What is Glove?
Glove is an open-source TypeScript framework for building AI-powered applications. Instead of wiring up pages, routes, and navigation manually, you describe what your app can do — and an AI figures out when to do it, based on what users ask for.
The core idea
Traditional apps encode user flows in UI: click this button, go to this page, fill out this form. Glove replaces that wiring with a conversation. The user says what they want, and an AI decides which capabilities to use.
This means three things for you as a developer:
- You define capabilities (called tools)
- You define how results look (called renderers)
- The AI handles navigation, flow, and orchestration
Key terms
These are the building blocks of every Glove app. You'll see them throughout the docs:
- Agent — An AI that reads what the user asks for and decides which tools to call. Think of it as a smart coordinator that replaces your router and navigation logic.
- Tool — A single capability your app exposes. “Search products,” “get weather,” “submit order” are all tools. Each has a name (so the AI knows what it does), an input schema (so inputs are validated), and a function that runs when called.
- Display stack — A stack of UI components that tools push onto. When a tool runs, it can show the user a product grid, a form, a confirmation dialog — anything.
- pushAndWait — Push a UI component and pause the tool until the user responds. Used for forms, confirmations, and choices where the tool needs user input before continuing.
- pushAndForget — Push a UI component but keep the tool running. Used for displaying data, status updates, and results where the tool doesn't need to wait.
- Renderer — A React component that renders one entry on the display stack. You define it alongside the tool, so the tool and its UI live together.
- Adapter — A pluggable interface. Glove uses adapters for the AI model, data storage, UI state, and event observation. Swap OpenAI for Anthropic (or anything else) without changing your app code.
How it works
- A user sends a message (like “Find me running shoes under $100”)

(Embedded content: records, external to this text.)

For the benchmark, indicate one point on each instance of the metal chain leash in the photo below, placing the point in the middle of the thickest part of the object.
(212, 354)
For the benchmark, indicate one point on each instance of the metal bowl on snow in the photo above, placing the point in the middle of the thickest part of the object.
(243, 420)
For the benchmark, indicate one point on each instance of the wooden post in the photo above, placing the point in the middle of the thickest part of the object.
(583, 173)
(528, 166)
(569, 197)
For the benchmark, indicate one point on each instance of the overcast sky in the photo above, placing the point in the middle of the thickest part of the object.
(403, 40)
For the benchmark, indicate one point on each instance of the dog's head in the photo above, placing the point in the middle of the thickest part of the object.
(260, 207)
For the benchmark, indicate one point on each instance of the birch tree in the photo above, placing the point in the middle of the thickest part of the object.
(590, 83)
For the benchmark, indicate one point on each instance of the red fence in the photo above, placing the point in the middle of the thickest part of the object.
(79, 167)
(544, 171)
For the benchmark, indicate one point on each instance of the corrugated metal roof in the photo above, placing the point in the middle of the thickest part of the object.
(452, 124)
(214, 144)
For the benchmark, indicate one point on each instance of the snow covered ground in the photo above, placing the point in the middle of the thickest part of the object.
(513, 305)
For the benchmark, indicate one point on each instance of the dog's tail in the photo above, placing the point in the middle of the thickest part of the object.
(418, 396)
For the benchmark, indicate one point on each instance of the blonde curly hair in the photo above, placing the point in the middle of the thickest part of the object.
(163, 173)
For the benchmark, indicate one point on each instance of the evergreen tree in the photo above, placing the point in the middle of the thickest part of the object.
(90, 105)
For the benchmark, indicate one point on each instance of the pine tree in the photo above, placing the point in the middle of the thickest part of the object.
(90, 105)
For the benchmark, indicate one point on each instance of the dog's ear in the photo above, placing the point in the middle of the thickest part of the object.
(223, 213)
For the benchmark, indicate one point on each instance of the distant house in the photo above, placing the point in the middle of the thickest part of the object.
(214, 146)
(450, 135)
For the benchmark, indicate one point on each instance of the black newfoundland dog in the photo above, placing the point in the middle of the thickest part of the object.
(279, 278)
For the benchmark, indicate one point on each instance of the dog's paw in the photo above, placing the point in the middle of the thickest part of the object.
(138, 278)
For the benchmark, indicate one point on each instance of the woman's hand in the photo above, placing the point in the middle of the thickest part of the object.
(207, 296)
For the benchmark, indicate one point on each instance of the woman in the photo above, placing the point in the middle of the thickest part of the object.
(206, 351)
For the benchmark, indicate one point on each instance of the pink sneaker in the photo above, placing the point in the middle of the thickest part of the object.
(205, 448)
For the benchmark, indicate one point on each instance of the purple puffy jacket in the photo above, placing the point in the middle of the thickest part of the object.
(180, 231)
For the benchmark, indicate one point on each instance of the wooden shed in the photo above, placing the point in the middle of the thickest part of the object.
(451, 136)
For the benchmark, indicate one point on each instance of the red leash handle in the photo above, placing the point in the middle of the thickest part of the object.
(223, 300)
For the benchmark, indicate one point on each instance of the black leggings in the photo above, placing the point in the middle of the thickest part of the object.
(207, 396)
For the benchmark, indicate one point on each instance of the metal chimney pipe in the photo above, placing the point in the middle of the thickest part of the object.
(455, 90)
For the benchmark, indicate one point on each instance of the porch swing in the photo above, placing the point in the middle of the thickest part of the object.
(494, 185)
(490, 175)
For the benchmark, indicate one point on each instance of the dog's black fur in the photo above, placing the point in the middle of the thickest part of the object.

- The AI reads your list of tools and picks the right ones to call
- Tools execute — searching a database, calling an API, computing a result
- Tools can push UI onto the display stack — product grids, forms, confirmation dialogs
- The AI reads tool results and either responds to the user or calls more tools
- This loop continues until the user's request is fulfilled
What can you build?
- Shopping assistant — tools for product search, cart management, checkout with payment confirmation
- Customer support bot — tools for searching docs, creating tickets, escalating to humans
- Internal dashboard — tools for querying databases, generating reports, running scripts with approval
- Onboarding flow — tools for collecting user info, setting preferences, configuring accounts
Which packages do I need?
glove-react — React hooks and components. Start here if you're building a React/Next.js app. Includes glove-core as a dependency.glove-next — One-line server handler for Next.js API routes. Connects to OpenAI, Anthropic, and other providers.glove-core — The runtime engine. Agent loop, tool execution, display manager. You rarely import this directly — glove-react re-exports what you need.
Most projects need just two packages: glove-react and glove-next.